Los monumentos romanos de España
L
os restos romanos en España datan en su mayoría de la época imperial y son lógicamente más abundantes en las zonas más intensamente romanizadas: todo el litoral mediterráneo y Extremadura.
En el siglo
III
había 34 calzadas: una tupida red en la que destacaban la Vía Augusta, que costeaba el levante hasta Cádiz, y la Vía de la Plata, que unía Cádiz con Galicia.
A lo largo de estas calzadas encontramos puentes famosos como los de Alconetar, Salamanca, Alcántara, Mérida y Córdoba.
Las ciudades de nueva fundación obedecían al trazado típico romano: perímetro rectangular y dos vías principales perpendiculares a partir de las que parten las secundarias, quedando la distribución en damero para las manzanas de casas. Este primitivo trazado se adivina en Mérida, Numancia, Lugo, Barcelona y León. En algunos recintos quedan restos de murallas romanas: Barcelona, Tarragona, Mérida, Lugo, Zaragoza y Astorga; o de acueductos: Segovia, las Ferreras (Tarragona) y Mérida.
Los arcos de triunfo nunca fueron tan espectaculares como los de Roma.
Aquí se encuentran en vías, puentes o lindes territoriales. Destacan los de Alcántara, Cabanes (Castellón), Bará, Medinaceli (Soria) y Cápera (Cáceres).

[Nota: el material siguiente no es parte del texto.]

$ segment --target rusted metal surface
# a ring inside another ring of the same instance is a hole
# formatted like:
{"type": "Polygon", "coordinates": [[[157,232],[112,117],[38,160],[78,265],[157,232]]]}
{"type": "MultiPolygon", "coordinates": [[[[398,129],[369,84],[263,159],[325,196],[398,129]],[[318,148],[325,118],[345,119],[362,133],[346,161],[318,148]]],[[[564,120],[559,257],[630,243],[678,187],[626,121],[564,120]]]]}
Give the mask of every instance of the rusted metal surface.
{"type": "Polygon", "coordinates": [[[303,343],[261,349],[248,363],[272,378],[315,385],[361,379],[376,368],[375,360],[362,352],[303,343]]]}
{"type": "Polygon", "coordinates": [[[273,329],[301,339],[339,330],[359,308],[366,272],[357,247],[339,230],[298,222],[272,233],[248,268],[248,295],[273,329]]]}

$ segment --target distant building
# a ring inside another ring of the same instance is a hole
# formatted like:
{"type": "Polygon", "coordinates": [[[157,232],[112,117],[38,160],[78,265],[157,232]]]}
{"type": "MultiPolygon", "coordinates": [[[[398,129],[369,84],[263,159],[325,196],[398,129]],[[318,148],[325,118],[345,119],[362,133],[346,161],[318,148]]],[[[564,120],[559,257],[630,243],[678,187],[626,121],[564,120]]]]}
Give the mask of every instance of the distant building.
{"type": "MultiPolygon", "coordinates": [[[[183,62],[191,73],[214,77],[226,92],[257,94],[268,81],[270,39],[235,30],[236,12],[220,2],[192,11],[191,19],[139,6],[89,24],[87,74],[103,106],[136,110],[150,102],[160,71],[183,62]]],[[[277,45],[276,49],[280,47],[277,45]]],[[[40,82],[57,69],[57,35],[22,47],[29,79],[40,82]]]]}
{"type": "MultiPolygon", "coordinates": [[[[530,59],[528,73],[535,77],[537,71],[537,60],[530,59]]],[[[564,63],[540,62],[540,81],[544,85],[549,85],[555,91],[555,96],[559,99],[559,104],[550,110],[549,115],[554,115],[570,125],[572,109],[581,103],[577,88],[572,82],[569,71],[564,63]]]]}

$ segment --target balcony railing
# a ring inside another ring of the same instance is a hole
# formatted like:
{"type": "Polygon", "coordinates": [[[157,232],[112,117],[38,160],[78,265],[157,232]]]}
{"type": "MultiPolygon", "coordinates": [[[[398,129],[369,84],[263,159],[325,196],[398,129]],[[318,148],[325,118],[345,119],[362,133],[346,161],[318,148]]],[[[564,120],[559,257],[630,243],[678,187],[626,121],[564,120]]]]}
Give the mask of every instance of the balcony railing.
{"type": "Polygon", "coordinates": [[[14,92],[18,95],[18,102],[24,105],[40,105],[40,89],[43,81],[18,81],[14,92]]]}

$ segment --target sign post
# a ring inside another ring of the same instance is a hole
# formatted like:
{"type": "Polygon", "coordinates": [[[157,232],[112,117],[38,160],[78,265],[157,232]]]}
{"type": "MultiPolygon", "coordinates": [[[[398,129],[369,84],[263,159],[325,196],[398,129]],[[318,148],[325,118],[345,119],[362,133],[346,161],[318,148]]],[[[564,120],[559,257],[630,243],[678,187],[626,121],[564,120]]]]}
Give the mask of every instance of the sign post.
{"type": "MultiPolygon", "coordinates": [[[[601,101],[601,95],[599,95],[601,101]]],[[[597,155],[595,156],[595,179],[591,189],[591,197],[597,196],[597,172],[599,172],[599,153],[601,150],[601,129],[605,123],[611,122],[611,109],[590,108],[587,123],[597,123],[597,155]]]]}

Los edificios ubicados en el interior de las ciudades han soportado peor el paso del tiempo, puesto que han sido reiteradamente expoliados como canteras de materiales de construcción. No obstante conservamos importantes vestigios de teatros (Mérida, Sagunto, Itálica, Málaga); anfiteatros (Tarragona, Itálica, Mérida, Carmona); templos (Vich, Córdoba, Baelo en Bolonia —Cádiz—, Mérida, Évora, Barcelona y el templete del puente de Alcántara); termas (Itálica, Alange de Badajoz); circos (Mérida, Toledo, Tarragona y Sagunto); necrópolis (Carmona, Mérida); monumentos funerarios (Torre de los Escipiones en Tarragona, mausoleo de los Atilios en Sádaba de Zaragoza, dístilo de Zalamea en Badajoz, mausoleo de Fabara en Zaragoza y el de Centcelles en Tarragona). Los restos de escultura, mosaico y utillaje se encuentran principalmente en los museos de Mérida, Tarragona, Madrid, Sevilla, Barcelona, Zaragoza, Jaén y Córdoba.